Ma vitalité n’a plus qu’une seule ressource : s’auto contempler et se relancer par la puissance de l’Esprit. Je danse avec moi-même.
Rappo, qui s’était annoncé, n’est pas venu. D’avoir trop parlé à Yu-Yeung, je me sens mal. Cependant, que faire ? Elle semble attendre autre chose de moi que de partager son silence. Joëlle est là, dans ma piaule. Sarah, cette après-midi, était très belle. Martin toujours défait.

Je suis mal, mal, mal. Jori est revenue. Elle était ce soir chez Mme Suzanne. Pas de raison que je me sente mal à cause de ça. Je ne l’aime pas. Elle est moche, gonflée et je me sens mal. Elle est ma transcendance, mon envie, je veux la rendre heureuse. Elle a un sens pratique, me dit-elle, qui lui fait éviter les ennuis genre attachements affectifs. Elle me désigne d’un « monument », lourde allusion à ma présence chez Mme Suzanne. Je suis maladroit, dur, tendu. Je m’enfonce. Elle m’enfonce. Salope ! Je ne comprends pas. Je sais que c’est du baratin, une histoire que je me suis raconté, et pourtant, elle efface tout le reste… Elle est un possible, possible. Est-ce parce que je l’ai à peine consommée ? Je ne peux ni la regarder ni ne pas la dévorer des yeux. Demain, elle viendra peut-être me voir ? Elle viendra ! Elle viendra !
à Alger, jette par les fenêtres des milliers de dossiers, les machines à écrire – l’une d’elles tombe sur la tête d’un des C.R.S. acculés en bas contre le mur – et même les meubles. Léger intervient cependant : « J’admets que nous avons un gouvernement de pourris et d’incapables, mais ce n’est pas une raison pour foutre le mobilier par les fenêtres. Un gouvernement, ça se change, des meubles ça se paye avec l’argent des contribuables. Vous êtes une bande de petits cons. Disparaissez ! »

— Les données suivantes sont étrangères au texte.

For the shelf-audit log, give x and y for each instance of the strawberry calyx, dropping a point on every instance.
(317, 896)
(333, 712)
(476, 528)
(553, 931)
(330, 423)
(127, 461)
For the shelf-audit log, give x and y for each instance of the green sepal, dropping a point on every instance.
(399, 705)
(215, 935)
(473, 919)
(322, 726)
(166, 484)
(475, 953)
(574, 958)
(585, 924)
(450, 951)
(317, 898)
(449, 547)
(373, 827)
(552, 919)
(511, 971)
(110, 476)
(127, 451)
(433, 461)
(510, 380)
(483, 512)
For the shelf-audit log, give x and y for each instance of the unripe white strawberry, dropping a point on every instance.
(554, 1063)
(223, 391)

Quartier sans incitation à la consommation. Économie villageoise.

Le type de récit par touches successives du Monde d’Apu.

Le speed de All that jazz sort du marginal tout en sonnant vrai.

Taxi driver : il est au centre. Les plans détaillant le taxi. Pas de construction au niveau du temps du film et des focales utilisées. La fille et le maquereau – on ne voit pas le chauffeur – scène qui vient comme ça : je t’explique. Tous leurs récits enchevêtrés sont linéaires. En voix off, le journal intime du chauffeur : mots simples, diction lente. Aucun travail narratif sur l’échelle des plans, sur par exemple les gros plans de visage. Ou, sont-ils soumis à la narration ? (dans Le Dernier Combat ni zoom ni gros plan ?) Les raccords : musique. Les plans de rues s’intègrent superbement bien à la fiction – vision du chauffeur.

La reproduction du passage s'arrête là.